Nonostante la rinuncia all’appello da parte dell’imputato, la Procura generale di Venezia chiede il riconoscimento delle aggravanti escluse in primo grado.
Si aprirà il prossimo 14 novembre nell’aula bunker di Mestre il processo d’appello a Filippo Turetta, condannato all’ergastolo per l’omicidio della ex fidanzata Giulia Cecchettin, avvenuto l’11 novembre 2023 a Fossò (Venezia).
Nonostante Turetta, 23 anni, avesse rinunciato formalmente a impugnare la sentenza — dichiarando in una lettera alla Corte d’Assise di accettare l’ergastolo e di non voler chiedere attenuanti — la Procura generale di Venezia ha deciso di andare avanti con l’appello.
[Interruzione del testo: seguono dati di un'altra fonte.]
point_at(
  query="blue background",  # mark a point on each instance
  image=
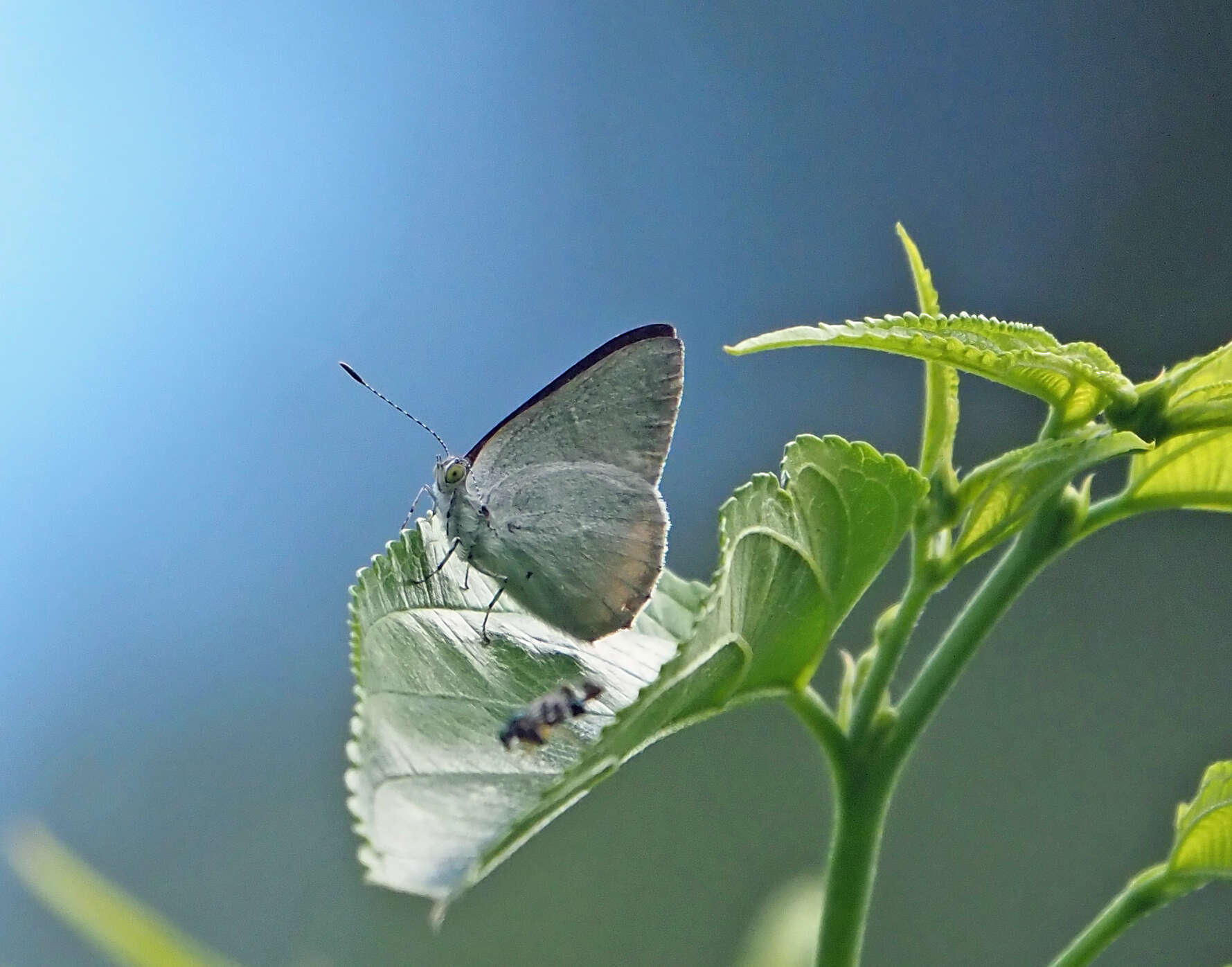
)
(205, 206)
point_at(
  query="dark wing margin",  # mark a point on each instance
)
(654, 330)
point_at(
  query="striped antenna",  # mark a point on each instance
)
(359, 380)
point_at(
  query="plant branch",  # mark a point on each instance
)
(819, 721)
(1148, 891)
(891, 641)
(1031, 550)
(860, 804)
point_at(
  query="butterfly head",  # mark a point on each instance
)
(452, 473)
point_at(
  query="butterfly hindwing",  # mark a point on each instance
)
(580, 544)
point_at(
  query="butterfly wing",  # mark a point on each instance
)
(580, 544)
(616, 407)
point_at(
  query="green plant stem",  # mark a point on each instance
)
(891, 644)
(1146, 892)
(1042, 540)
(861, 800)
(819, 720)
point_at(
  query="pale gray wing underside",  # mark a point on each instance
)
(618, 411)
(582, 544)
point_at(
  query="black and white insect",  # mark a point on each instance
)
(533, 723)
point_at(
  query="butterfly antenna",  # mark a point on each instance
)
(359, 380)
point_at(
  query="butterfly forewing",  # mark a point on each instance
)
(616, 407)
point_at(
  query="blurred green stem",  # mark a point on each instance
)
(1148, 891)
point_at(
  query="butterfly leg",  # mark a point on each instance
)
(492, 604)
(441, 566)
(424, 489)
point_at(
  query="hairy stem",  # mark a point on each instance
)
(891, 644)
(1040, 541)
(855, 839)
(1146, 892)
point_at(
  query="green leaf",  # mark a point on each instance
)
(925, 294)
(431, 786)
(1192, 470)
(1203, 848)
(438, 799)
(997, 498)
(940, 381)
(1078, 380)
(106, 916)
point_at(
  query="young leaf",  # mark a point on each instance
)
(997, 498)
(940, 381)
(438, 799)
(1192, 470)
(1204, 828)
(430, 783)
(1078, 380)
(105, 916)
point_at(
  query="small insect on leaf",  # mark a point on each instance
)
(533, 725)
L’obiettivo è ottenere il riconoscimento delle aggravanti della crudeltà e dello stalking, escluse in primo grado dalla Corte d’Assise di Venezia.
La sentenza del 3 dicembre 2024 aveva infatti riconosciuto a Turetta le aggravanti della premeditazione e del legame affettivo con la vittima, oltre ai reati di sequestro di persona e occultamento di cadavere, ma non aveva ravvisato gli elementi necessari per configurare la crudeltà e la condotta persecutoria continuata.
La pena non cambierà.
Dal punto di vista pratico, la pena non cambierà: l’ergastolo è già la massima sanzione prevista dal codice penale. Tuttavia, l’eventuale riconoscimento delle nuove aggravanti avrebbe un forte valore simbolico e giuridico, sottolineato dai legali della famiglia Cecchettin, costituitisi parte civile nel processo.
Secondo la Procura, la ricostruzione dei fatti — dall’agguato alla fuga fino al ritrovamento del corpo della giovane in Friuli — mostrerebbe una condotta caratterizzata da ferocia e accanimento, elementi che giustificherebbero la richiesta di aggravamento.